We do not include the universe of companies or financial offers that may be available to you. Basis Points (bps) represent a unit of measurement for interest rates in finance and are equal to 1/100th of 1.0%. The term “basis points” is most often used when discussing the interest rate environment such as the Fed or in reference to bonds and fixed-income securities. Basis points help investors understand how small changes in interest rates or investment returns can impact them.
The precision of basis points allows for clear communication of even small changes in credit spreads, which is crucial for accurate market assessments. In the bond market, basis points are used when referring to the yields that fixed-income instruments pay investors. For example, if a bond yield spikes from 7.45% to 7.65%, it is said to have risen 20 basis points. Describing interest rates, spreads, and yields in terms of basis points tends to be more precise, as the implications of such minor changes can often be significant on the economy or instrument in question. Like percentage points, basis points avoid the ambiguity between relative and absolute discussions about interest rates by dealing only with the absolute change in numeric value of a rate.
For example, if a report says there has been a “1% increase” from a 10% interest rate, this could refer to an increase either from 10% to 10.1% (relative, 1% of 10%), or from 10% to 11% (absolute, 1% plus 10%). However, if the report says there has been a “100 basis point increase” from a 10% interest rate, then the interest rate of 10% has increased by 1.00% (the absolute change) to an 11% rate. Impact on your credit may vary, as credit scores are independently determined by credit bureaus based on a number of factors including the financial decisions you make with other financial services organizations.
This may also be referred to as DV01, or the dollar value change for a one bp move. It is another way to measure interest rate risk and is similar to duration, which measures the percent change in a bond price given a 1% change in rates. Basis points are a unit of measure used in finance to express percentage change. If, for example, the Fed hiked interest rates from 4% to 4.5%, you could say borrowing rates rose 0.5 percentage points or 50 basis points.
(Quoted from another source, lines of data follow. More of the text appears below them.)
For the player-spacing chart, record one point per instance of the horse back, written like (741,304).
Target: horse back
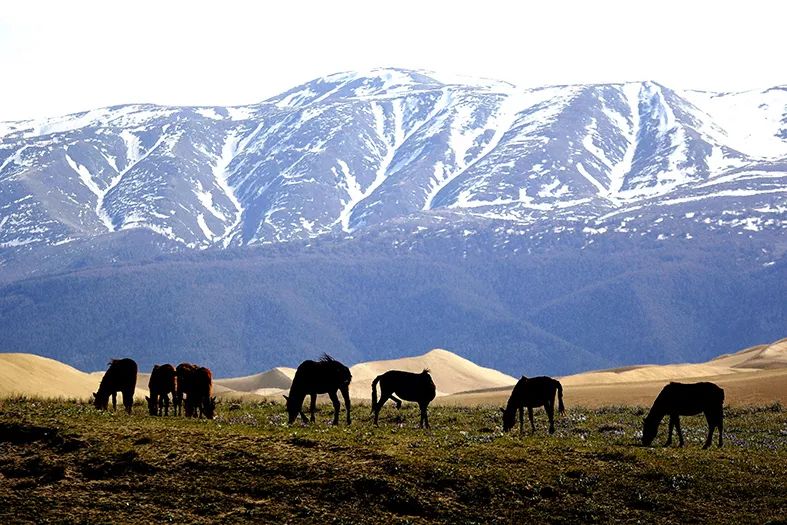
(163,379)
(534,391)
(689,399)
(313,377)
(409,386)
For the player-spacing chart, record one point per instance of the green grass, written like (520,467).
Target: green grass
(64,462)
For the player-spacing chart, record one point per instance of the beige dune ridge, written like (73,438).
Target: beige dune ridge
(754,375)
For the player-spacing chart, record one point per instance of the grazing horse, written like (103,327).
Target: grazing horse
(681,399)
(533,392)
(163,381)
(325,376)
(409,386)
(184,373)
(121,376)
(199,396)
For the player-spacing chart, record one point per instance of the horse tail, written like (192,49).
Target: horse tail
(560,407)
(374,392)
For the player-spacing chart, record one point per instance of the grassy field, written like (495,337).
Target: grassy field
(65,462)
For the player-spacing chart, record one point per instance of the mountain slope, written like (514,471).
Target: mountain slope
(353,151)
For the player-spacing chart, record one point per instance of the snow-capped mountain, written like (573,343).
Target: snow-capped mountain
(383,214)
(353,153)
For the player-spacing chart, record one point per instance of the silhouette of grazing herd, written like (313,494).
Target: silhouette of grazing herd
(191,388)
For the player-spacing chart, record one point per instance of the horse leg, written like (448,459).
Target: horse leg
(669,434)
(720,425)
(424,414)
(677,427)
(312,406)
(379,406)
(346,395)
(128,400)
(711,425)
(397,401)
(336,406)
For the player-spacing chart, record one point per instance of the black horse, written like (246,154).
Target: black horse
(325,376)
(681,399)
(120,377)
(533,392)
(409,386)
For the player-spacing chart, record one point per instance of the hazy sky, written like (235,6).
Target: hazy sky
(59,57)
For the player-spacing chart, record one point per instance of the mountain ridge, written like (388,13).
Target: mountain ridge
(346,152)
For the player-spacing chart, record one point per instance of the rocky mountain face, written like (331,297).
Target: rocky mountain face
(392,182)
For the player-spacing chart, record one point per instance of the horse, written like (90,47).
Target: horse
(199,398)
(163,381)
(409,386)
(533,392)
(184,373)
(685,399)
(121,376)
(325,376)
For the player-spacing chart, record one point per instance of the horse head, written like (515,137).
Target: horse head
(293,409)
(152,406)
(650,427)
(210,408)
(100,401)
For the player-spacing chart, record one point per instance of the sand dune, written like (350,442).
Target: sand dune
(32,375)
(451,374)
(274,379)
(752,376)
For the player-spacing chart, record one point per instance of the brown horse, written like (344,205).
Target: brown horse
(121,376)
(163,381)
(681,399)
(533,392)
(199,397)
(184,373)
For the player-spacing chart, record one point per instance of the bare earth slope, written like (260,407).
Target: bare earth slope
(32,375)
(755,375)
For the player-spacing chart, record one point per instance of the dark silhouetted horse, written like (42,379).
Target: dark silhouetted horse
(533,392)
(325,376)
(121,376)
(199,397)
(180,400)
(407,385)
(681,399)
(163,381)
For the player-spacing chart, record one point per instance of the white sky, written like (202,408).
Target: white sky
(59,57)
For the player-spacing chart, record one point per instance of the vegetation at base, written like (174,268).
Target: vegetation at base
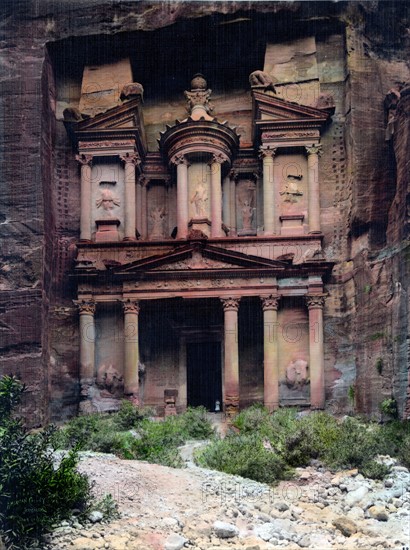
(269,445)
(34,491)
(130,433)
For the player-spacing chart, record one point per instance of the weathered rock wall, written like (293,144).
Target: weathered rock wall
(365,222)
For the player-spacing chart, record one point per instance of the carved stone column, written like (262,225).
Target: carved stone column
(85,196)
(216,195)
(138,209)
(131,347)
(182,195)
(144,207)
(231,356)
(313,153)
(87,345)
(315,305)
(267,155)
(233,175)
(130,161)
(270,306)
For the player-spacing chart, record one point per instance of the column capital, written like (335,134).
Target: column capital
(233,174)
(86,307)
(179,159)
(230,304)
(266,151)
(143,181)
(218,158)
(130,158)
(314,149)
(315,301)
(270,302)
(131,306)
(84,160)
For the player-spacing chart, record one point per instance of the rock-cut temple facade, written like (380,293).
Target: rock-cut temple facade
(205,203)
(200,274)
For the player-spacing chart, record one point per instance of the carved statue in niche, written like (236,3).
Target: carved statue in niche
(260,79)
(297,374)
(291,190)
(107,201)
(157,216)
(199,200)
(109,381)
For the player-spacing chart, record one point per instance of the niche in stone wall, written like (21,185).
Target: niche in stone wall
(293,351)
(107,200)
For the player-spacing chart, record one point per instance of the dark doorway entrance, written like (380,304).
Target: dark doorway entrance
(204,376)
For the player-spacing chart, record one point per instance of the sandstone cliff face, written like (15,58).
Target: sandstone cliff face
(365,202)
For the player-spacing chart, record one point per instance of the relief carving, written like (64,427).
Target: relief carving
(291,190)
(199,200)
(157,216)
(107,201)
(297,374)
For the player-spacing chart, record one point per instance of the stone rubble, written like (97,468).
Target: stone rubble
(194,508)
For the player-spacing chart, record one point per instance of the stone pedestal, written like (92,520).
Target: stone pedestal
(85,197)
(131,347)
(130,160)
(316,352)
(270,306)
(216,196)
(231,356)
(182,195)
(267,155)
(313,153)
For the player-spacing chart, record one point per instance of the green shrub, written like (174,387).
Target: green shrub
(35,493)
(374,470)
(129,415)
(194,424)
(389,407)
(245,456)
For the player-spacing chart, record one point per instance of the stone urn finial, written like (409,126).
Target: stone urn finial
(199,105)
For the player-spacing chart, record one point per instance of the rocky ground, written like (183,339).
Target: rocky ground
(167,509)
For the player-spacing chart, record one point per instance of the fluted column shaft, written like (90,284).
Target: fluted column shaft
(270,352)
(182,195)
(131,347)
(226,207)
(85,197)
(87,344)
(316,352)
(144,227)
(216,196)
(231,355)
(267,155)
(313,153)
(130,160)
(233,203)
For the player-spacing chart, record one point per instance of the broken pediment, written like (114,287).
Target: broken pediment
(199,258)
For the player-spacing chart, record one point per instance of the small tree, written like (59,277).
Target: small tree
(34,491)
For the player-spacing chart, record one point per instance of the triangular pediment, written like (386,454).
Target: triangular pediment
(199,258)
(126,115)
(273,108)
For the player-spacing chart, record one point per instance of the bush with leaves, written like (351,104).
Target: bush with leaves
(35,492)
(246,456)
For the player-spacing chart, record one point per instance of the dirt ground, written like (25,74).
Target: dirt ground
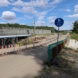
(67,68)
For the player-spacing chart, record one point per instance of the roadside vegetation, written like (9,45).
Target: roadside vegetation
(67,68)
(74,34)
(29,27)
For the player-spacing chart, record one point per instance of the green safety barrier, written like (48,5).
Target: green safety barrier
(51,46)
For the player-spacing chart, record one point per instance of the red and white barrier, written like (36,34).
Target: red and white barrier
(7,46)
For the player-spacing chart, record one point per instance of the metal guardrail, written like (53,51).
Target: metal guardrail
(52,49)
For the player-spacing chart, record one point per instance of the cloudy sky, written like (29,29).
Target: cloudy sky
(44,12)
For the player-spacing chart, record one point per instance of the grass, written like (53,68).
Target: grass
(66,67)
(74,36)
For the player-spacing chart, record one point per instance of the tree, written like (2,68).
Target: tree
(75,27)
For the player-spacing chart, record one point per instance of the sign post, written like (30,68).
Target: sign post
(58,22)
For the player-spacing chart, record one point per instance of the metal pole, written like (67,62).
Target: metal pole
(57,40)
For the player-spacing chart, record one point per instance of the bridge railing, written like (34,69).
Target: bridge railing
(54,50)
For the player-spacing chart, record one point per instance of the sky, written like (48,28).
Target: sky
(43,11)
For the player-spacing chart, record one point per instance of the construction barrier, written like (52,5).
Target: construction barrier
(53,49)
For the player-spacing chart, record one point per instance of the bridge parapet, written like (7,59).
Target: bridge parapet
(20,31)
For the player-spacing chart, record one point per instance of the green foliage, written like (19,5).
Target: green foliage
(75,27)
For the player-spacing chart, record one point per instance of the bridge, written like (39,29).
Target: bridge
(9,35)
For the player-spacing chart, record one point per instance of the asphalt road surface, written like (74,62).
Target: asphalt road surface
(24,64)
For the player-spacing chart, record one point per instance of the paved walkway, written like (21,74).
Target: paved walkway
(25,64)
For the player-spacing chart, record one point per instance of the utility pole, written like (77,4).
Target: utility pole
(34,26)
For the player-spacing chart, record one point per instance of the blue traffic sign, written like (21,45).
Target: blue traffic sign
(59,22)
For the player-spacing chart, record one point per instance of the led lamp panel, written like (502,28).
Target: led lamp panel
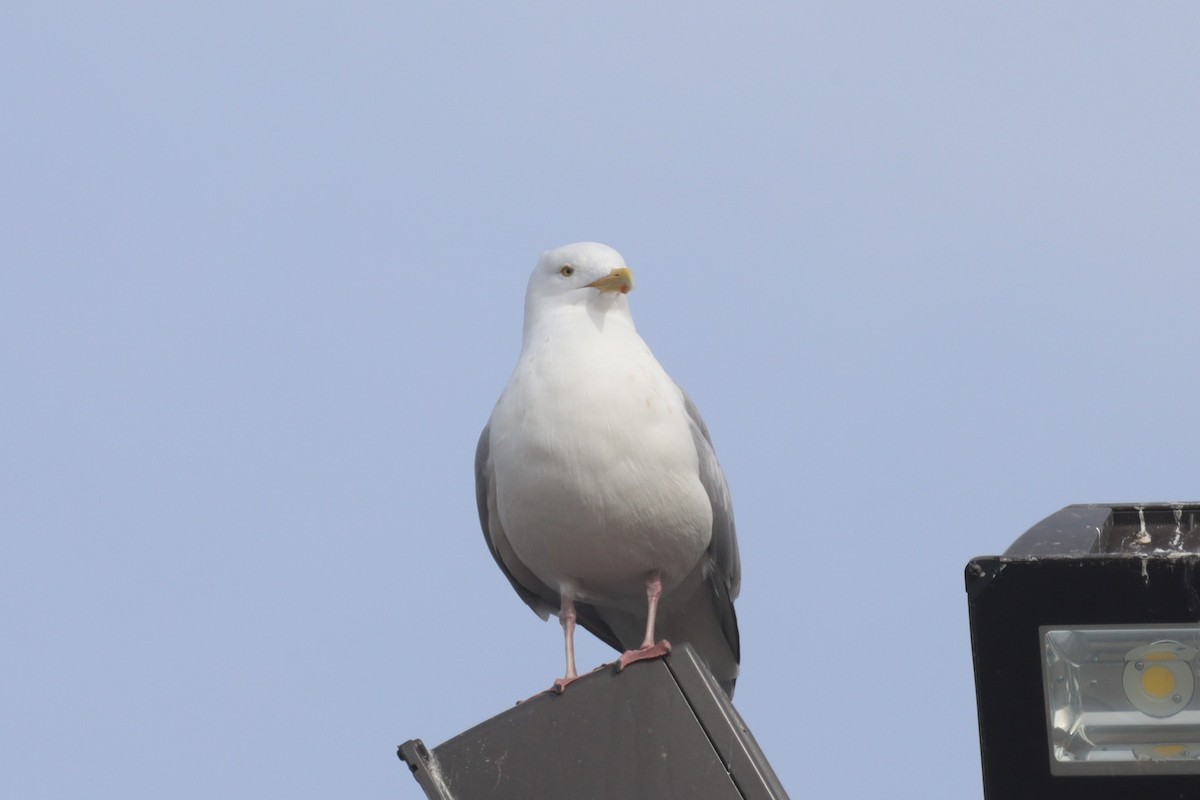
(1122,698)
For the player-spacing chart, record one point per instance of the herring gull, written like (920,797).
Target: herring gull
(599,491)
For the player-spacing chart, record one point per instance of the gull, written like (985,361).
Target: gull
(599,491)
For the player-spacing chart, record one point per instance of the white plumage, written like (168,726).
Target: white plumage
(597,480)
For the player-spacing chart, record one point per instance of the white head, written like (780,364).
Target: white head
(583,275)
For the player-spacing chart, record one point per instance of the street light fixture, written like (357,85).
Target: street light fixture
(1085,636)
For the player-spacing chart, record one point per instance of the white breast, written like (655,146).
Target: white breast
(597,475)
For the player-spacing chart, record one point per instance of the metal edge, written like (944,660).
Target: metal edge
(742,756)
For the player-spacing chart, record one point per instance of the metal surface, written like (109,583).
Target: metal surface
(1084,565)
(659,729)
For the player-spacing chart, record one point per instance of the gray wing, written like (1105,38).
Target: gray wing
(537,594)
(540,597)
(724,548)
(724,576)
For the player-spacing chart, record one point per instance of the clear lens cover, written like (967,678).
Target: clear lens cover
(1122,698)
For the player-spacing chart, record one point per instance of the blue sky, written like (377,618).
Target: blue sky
(929,270)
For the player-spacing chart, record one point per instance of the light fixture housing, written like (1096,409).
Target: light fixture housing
(1085,636)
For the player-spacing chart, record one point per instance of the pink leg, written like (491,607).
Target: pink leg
(567,617)
(649,649)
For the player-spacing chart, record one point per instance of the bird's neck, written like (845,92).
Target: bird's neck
(600,317)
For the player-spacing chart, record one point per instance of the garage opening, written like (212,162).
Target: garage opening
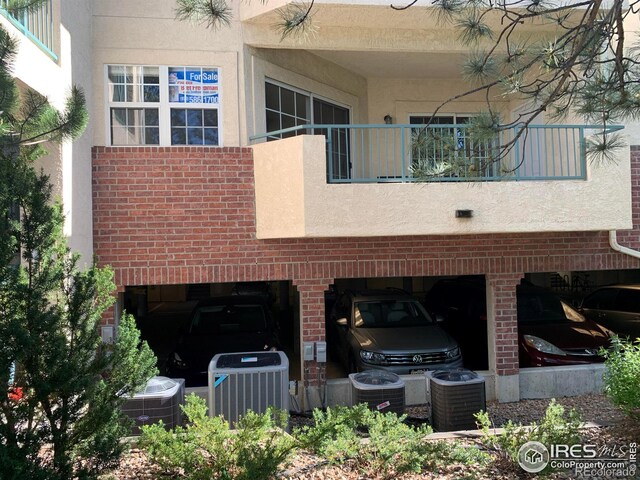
(186,325)
(393,324)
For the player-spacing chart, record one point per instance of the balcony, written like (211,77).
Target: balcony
(380,180)
(37,25)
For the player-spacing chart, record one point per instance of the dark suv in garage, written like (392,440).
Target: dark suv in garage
(550,332)
(236,323)
(388,330)
(617,307)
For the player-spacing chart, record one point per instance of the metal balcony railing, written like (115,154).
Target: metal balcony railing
(37,25)
(447,153)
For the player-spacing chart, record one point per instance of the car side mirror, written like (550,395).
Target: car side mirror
(343,322)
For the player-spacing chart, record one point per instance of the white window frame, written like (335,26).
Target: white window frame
(310,95)
(163,106)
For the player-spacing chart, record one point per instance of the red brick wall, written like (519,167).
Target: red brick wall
(505,340)
(186,215)
(172,215)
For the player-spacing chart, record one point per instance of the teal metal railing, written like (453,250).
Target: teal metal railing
(447,153)
(37,25)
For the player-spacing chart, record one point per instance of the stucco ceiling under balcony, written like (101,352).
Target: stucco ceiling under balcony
(396,64)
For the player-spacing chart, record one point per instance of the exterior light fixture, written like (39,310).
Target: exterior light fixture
(464,213)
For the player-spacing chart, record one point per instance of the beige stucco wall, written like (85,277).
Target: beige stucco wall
(69,165)
(147,33)
(603,202)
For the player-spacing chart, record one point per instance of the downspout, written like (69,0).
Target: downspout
(613,242)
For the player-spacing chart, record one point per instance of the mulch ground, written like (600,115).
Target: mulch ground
(613,429)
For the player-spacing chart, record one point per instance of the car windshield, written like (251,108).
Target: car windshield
(544,308)
(229,319)
(390,313)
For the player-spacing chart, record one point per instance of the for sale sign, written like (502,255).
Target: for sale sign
(194,85)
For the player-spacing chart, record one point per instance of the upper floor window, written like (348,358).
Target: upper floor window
(160,105)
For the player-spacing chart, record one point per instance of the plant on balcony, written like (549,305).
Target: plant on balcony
(455,152)
(61,389)
(580,62)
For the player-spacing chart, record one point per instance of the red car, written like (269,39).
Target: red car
(550,332)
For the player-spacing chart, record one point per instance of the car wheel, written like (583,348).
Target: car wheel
(352,365)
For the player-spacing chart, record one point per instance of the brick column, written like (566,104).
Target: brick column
(502,318)
(312,328)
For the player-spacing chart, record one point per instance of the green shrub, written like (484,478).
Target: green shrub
(556,427)
(375,443)
(390,448)
(207,448)
(622,377)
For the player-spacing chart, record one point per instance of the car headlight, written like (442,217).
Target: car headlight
(177,361)
(372,357)
(542,345)
(453,353)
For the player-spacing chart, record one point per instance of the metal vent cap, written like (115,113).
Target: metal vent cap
(157,385)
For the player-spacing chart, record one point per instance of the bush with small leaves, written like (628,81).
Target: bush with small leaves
(379,444)
(207,447)
(556,427)
(622,377)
They also are frequently used in the context of credit card rates, Treasury bonds and many other corners of the world of finance.
As with the prime rate, SOFR can make a difference in how much you pay in interest for certain lending products. It can also tell you the change in your annual percentage rate (APR), which is used to denote the yearly rate on loan products such as credit cards or mortgages. The offers that appear on this site are from companies that compensate us. But this compensation does not influence the information we publish, or the reviews that you see on this site.